In un tempo in cui il dibattito torna vivo, in un tempo in cui la questione del celibato viene rimessa in discussione, non è logico che uno studioso non cerchi di fare il punto della situazione? Tanto è vero che Benedetto XVI aveva già lavorato a degli appunti quando il Cardinale Sarah gli ha chiesto un contributo. Tanto è vero che, consapevole della fatica nel poter fare un lavoro sistematico, scriveva al Cardinale Sarah di avvertire l’insufficienza del suo lavoro.

Ma tutto questo non è stato considerato nel dibattito. Come non è stato considerato il profilo del Cardinale Robert Sarah, perché viene sempre interpretato in categoria politica. Come “il grande oppositore di Papa Francesco”, per esempio. Come un “ultra conservatore”. Ma il Cardinale Sarah non ha mai parlato contro il Papa, né ha mai cercato favori di carriera personale. Porta avanti i suoi temi sulla fede, lancia allarmi sulla crisi di fede, e lo fa da anni. Lo fa per un genuino amore della Chiesa, portando avanti un percorso netto, che prescinde dai pontificati. I suoi testi sono lì, sotto gli occhi di tutti. Perché non leggerli, e magari commentarli?

Ecco allora che una lettura delle vicende vaticane secondo categorie politiche non permette di guardare alla globalità delle vicende. Una lettura basata sul “qui ed ora” non permette di comprendere la storia.

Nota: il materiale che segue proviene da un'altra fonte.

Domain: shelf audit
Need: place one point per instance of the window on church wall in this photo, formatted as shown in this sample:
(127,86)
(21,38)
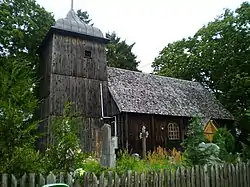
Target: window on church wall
(87,54)
(173,131)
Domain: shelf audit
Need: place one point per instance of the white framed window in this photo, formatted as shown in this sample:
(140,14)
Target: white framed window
(173,131)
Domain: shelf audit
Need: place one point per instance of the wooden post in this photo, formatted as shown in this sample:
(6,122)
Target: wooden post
(144,135)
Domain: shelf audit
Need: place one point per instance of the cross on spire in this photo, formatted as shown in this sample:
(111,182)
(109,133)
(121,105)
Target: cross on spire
(72,4)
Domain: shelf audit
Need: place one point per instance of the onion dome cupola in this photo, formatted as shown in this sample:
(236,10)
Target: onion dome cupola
(72,23)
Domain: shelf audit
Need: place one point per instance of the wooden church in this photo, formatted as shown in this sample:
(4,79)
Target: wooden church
(74,68)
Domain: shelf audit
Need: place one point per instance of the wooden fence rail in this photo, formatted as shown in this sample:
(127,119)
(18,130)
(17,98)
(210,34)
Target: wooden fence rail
(226,175)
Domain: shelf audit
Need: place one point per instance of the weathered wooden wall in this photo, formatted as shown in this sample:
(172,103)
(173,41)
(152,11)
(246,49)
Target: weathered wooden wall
(68,76)
(130,125)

La comunicazione su Papa Francesco è enfatizzata, viene presentato come un rivoluzionario, addirittura il primo ad aver combattuto la pedofilia o ad aver mostrato parole di vicinanza per le persone omosessuali. Anche lì, basterebbe una ricerca su internet per rendersi conto che tutto, nella Chiesa, è presente da sempre, che niente è davvero nuovo, perché tutto viene dal Vangelo. Cambiano, forse, gli approcci personali, anche il modo di porsi con i media, il linguaggio utilizzato. Ma la Chiesa va vista in un contesto di millenni, e il lavoro degli uomini di Chiesa va visto in una prospettiva teologica, sulla base della loro vocazione.

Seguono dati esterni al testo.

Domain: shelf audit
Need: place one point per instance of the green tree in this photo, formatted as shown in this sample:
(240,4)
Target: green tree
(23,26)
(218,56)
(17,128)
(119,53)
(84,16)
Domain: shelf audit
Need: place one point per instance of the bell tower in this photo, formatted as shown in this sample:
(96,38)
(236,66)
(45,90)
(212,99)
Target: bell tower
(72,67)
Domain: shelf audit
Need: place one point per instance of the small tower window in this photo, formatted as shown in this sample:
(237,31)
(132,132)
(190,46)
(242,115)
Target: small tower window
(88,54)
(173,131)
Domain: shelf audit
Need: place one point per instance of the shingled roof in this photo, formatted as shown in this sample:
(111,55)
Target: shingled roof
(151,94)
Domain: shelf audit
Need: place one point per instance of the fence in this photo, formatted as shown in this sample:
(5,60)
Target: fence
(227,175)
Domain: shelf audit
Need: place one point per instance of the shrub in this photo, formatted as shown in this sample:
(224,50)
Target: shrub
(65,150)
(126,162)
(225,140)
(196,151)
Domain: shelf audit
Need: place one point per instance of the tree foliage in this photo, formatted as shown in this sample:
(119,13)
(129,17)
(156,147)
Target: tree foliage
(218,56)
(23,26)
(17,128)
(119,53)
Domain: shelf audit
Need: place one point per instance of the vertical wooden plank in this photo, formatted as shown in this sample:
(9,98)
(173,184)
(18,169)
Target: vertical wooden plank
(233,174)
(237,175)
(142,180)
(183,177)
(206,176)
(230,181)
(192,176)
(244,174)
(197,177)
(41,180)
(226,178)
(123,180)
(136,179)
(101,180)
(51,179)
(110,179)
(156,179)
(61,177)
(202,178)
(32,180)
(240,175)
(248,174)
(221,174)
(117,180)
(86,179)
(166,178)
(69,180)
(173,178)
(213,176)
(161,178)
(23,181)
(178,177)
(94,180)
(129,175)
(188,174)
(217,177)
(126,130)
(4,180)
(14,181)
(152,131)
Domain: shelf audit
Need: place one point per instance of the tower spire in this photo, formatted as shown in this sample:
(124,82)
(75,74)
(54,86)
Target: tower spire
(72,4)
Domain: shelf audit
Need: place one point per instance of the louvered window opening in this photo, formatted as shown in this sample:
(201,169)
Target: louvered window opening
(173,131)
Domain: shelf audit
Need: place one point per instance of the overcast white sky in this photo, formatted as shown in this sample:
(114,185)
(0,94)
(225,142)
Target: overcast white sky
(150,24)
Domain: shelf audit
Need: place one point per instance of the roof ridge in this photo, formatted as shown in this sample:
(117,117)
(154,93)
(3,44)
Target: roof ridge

Il problema è semmai quando gli uomini di Chiesa assumono categorie politiche, parlano per categorie politiche, e perdono di vista il Vangelo. Sono amatissimi dai media, ma non raccontano la Chiesa. Mentre i media, per raccontare la Chiesa, dovrebbero comprenderne il linguaggio, non applicarne un altro pretendendo che poi la Chiesa si adegui.